Find all triples of natural numbers a, b, c, such that all of the following conditions hold: (1) a < 1974; (2) b is less than c by 1575; (3) a² + b² = c².

Solution. Conditions (2) and (3) can be written as c - b = 1575 and a² = c² - b². Hence a² = 1575(c+b) = 3² ·5² ·7 ·(b + c), so that a = 3 ·5 ·7 ·k = 105k. By (1), k £ 18.

>From 105² k² = 1575(c + b), it follows that 7k² = c + b. Putting this with 1575 = c - b yields that 2c = 7k² + 1575 and 2b = 7k² - 1575. Since b is a natural number, 7k² > 1575, whence k > 15. Since k is also odd (why?), the only possibility is for k to be equal to 17. This works and we obtain the triple (a, b, c) = (1785, 224, 1799).

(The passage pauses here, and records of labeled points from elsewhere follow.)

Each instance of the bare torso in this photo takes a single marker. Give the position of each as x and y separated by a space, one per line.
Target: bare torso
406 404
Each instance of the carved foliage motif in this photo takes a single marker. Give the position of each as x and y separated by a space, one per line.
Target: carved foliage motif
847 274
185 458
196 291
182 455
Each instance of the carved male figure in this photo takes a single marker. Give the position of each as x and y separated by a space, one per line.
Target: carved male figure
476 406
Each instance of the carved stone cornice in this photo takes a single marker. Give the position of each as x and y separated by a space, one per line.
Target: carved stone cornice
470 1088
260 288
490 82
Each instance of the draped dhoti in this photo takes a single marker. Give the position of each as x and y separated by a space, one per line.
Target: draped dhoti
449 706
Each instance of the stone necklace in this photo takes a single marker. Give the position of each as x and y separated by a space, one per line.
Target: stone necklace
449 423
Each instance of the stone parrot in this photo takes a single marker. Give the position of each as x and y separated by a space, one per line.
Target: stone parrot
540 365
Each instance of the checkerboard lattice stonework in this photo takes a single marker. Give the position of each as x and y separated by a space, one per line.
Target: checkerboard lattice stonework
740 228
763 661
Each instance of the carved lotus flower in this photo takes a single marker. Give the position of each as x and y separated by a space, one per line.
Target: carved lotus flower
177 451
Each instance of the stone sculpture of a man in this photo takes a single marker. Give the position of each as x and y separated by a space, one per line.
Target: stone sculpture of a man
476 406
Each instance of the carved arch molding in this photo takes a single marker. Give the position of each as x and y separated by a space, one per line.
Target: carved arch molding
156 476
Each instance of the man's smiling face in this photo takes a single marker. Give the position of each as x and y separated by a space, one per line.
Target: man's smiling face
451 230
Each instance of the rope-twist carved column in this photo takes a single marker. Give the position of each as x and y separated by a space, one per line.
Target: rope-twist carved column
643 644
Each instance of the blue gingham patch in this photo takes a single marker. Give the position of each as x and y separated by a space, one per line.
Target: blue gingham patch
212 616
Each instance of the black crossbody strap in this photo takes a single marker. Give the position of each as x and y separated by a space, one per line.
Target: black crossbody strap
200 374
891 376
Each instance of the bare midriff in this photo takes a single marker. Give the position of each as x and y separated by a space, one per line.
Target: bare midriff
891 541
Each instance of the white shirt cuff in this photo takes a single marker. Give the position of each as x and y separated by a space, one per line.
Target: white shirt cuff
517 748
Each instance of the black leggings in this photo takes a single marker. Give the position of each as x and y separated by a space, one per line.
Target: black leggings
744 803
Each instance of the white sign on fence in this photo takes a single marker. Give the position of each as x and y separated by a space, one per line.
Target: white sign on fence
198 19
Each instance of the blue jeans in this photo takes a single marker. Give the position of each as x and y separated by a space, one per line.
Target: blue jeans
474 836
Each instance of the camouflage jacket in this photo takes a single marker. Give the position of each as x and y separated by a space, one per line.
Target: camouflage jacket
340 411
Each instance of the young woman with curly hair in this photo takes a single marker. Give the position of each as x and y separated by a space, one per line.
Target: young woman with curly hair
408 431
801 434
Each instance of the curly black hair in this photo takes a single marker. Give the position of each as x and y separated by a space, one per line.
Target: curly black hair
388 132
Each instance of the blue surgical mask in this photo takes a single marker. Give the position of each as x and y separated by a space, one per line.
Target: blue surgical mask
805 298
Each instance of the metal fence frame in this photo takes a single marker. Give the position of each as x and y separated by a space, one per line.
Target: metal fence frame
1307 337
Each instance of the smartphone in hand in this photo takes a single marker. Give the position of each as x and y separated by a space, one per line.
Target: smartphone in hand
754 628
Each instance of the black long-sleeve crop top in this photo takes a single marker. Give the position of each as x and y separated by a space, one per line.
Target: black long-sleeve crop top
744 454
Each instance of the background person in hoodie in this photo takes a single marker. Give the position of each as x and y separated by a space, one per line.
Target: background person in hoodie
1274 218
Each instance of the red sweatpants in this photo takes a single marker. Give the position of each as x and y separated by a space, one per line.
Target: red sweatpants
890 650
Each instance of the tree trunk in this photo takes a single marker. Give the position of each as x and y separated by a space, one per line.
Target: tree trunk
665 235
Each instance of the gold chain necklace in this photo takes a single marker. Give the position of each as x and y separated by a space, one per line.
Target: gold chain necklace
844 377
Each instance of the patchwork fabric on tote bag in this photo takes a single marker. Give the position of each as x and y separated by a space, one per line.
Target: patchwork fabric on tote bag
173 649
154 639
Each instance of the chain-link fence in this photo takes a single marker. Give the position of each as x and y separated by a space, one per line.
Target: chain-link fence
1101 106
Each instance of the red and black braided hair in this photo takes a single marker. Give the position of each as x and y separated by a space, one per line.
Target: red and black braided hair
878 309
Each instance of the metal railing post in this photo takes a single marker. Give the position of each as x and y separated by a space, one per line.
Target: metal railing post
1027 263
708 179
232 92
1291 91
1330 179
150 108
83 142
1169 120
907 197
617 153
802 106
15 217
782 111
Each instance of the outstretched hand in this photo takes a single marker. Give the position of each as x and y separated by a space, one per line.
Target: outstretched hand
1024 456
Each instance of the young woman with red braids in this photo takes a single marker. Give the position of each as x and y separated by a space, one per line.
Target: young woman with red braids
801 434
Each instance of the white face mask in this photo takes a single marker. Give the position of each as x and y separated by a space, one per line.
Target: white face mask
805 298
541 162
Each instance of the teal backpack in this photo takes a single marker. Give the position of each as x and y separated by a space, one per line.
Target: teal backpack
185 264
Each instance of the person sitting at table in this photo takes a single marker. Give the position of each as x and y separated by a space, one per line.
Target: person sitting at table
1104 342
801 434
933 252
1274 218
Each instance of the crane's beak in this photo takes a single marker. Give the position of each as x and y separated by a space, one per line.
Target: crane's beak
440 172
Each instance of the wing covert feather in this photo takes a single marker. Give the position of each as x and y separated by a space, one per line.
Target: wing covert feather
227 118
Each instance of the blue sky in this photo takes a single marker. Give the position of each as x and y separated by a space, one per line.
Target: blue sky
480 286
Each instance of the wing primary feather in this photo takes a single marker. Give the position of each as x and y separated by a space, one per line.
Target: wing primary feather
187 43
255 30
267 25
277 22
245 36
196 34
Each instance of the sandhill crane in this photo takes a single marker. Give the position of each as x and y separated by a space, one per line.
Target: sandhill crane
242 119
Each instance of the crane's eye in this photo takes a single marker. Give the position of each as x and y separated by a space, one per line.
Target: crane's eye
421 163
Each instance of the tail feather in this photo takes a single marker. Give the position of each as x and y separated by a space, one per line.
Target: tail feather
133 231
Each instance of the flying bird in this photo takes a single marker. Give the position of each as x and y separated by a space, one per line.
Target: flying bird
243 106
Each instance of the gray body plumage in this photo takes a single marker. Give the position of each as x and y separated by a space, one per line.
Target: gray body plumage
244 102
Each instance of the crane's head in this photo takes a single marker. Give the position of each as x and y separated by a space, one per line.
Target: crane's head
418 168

Comment. This was solved by most participants. Some solutions used the fact that all primitive pythagorean triples can be parametrized by (a, b, c) = (m² - n², 2mn, m² + n²), where m and n are natural numbers, m > n and the greatest common divisor of m and n is 1. Note that this representation is not adequate to get all non-primitive triples, such as (15, 36, 39) and the triple of this problem. The general form is given by (a, b, c) = (k(m² - n²), 2kmn, k(m² + n²)), where k is a positive constant. When you build your solution on such a ``well-known'' fact, make sure that you recall it correctly and respect all restrictions and specifics. Otherwise, you risk applying it in a situation that does not satisfy all the requirements or you find only a subset of the possible solutions.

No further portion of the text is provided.